Ici-bas

Comme Le Torrent Se précipite Vers La Mer, Comme Le Soleil Et La Lune Glissent Par Delà Les Montagnes Du Couchant, Comme les Jours Et Les Nuits Les Heures Et Les Instants S'enfuient, La Vie Humaine S'écoule Inexorablement. Padmasambhava (VIIIe Siècle)

Jean de Montecorvino, Un Missionnaire En Chine



  



Giovanni de Montecorvino ou Jean de Montecorvino (1247-1328) est né vers 1247 à Montecorvino, dans le sud de l'Italie.

Ce missionnaire fut tout d'abord envoyé en Petite Arménie et en Perse vers 1287-1288, où il acquit quelques notions de langues orientales.

Le Pape Nicolas IV l'envoie par la suite jusqu'en Chine, pour favoriser l'union entre chrétiens et obtenir l'évangélisation et la conversion des non-chrétiens.

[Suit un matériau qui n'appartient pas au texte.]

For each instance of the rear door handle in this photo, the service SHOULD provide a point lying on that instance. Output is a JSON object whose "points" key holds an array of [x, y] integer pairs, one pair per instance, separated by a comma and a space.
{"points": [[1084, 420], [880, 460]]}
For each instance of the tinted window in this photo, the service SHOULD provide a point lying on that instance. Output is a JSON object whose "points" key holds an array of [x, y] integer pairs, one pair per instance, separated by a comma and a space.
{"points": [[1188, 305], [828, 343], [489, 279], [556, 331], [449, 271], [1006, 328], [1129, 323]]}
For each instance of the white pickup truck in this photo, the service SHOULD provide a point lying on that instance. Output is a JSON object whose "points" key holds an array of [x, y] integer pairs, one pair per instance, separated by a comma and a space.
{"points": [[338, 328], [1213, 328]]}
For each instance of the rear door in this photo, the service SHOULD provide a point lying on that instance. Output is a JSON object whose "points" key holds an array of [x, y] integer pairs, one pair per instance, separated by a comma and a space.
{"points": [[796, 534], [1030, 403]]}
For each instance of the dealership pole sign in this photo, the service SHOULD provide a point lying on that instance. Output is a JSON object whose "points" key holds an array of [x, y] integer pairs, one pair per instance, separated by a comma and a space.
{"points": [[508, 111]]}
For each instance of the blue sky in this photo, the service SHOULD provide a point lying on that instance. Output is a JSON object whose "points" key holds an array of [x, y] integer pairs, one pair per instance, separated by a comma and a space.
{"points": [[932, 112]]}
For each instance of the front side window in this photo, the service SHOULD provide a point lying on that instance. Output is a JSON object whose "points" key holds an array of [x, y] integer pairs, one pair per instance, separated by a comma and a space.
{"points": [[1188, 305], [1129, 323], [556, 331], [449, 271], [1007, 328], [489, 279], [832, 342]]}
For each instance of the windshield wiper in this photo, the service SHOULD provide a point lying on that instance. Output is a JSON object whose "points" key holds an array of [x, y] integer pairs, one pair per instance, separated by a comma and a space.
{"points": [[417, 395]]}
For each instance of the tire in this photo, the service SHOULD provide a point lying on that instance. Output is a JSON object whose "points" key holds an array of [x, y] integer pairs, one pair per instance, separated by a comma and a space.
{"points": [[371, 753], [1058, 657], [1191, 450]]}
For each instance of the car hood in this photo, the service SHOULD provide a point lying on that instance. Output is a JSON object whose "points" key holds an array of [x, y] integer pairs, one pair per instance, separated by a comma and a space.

Après un passage dans de nombreux pays d'Asie, Giovanni de Montecorvino quitta l'Inde pour la Chine. Il débarqua à Zaïton (Tsiuan-Tcheou) dans le Fo-Kien afin de gagner Khambaliq (Pékin) qui était la capitale de la Chine et la résidence du Grand Khan Qubilaï, vers qui il était envoyé, mais qui venait de décéder (1294).

Son successeur Temür le reçut avec solennité, mais sans espoir de conversion. 

Giovanni bénéficia cependant d'une certaine faveur de la part du Khan qui l'autorisa à s'établir dans la capitale, à annoncer l'évangile et à construire une église.

Il se heurta toutefois à l'hostilité des chrétiens nestoriens, présents en Chine depuis plusieurs siècles et tolérés à la cour du Grand Khan.

Cependant, un prince royal, Korgis, connu comme le prince Georges, de la tribu nestorienne des Ongüt, embrassa la foi chrétienne, ainsi que son fils, et un nombre important de ses sujets.

Ce fut la première communauté catholique de rite latin, chez les Mongols. Giovanni construisit, à leur intention une église à Olöm-Sume. Vers 1950, des archéologues chinois y découvriront les restes d'une église du XIIIe siècle.

L'aventure missionnaire de Giovanni de Montecorvino ne fut connue en Occident que plus de 15 ans après son arrivée à Khambaliq, c'est-à-dire 18 ans après son départ d'Italie.

Les responsables de l'Ordre franciscain le pensaient mort.

En 1305, Giovanni réussit à faire parvenir au Pape une lettre où il demandait du renfort pour la mission. Sitôt connue, la lettre suscita l'enthousiasme en Occident et beaucoup de franciscains et dominicains furent volontaires pour partir à leur tour.

En 1307, le Pape Clément V fit désigner sept frères mineurs qui furent consacrés évêques avant leur départ en mission : les survivants devraient consacrer le nouvel archevêque et se mettre sous sa juridiction pour étendre la mission.

Trois seulement arrivèrent à destination, les autres périrent en route.

Giovanni devint ainsi l'archevêque du plus grand diocèse de la chrétienté, qui s'étendait de la mer de Chine jusqu'aux Balkans; il mourut à l'âge de 81 ans, en 1328.

La chrétienté fondée par les franciscains en Chine dura jusque vers 1368, puis disparut en raison d'un changement de dynastie : les Ming étaient hostiles aux chrétiens, tandis que l'Europe, décimée par la grande peste ne pouvait plus envoyer de nouveaux missionnaires.

L'Église latine traversait la crise du Grand Schisme qui détournait son intérêt pour la mission.

Il faudra attendre le XVIe siècle, avec l'arrivée des missionnaires Jésuites pour la relance de l'évangélisation en Chine.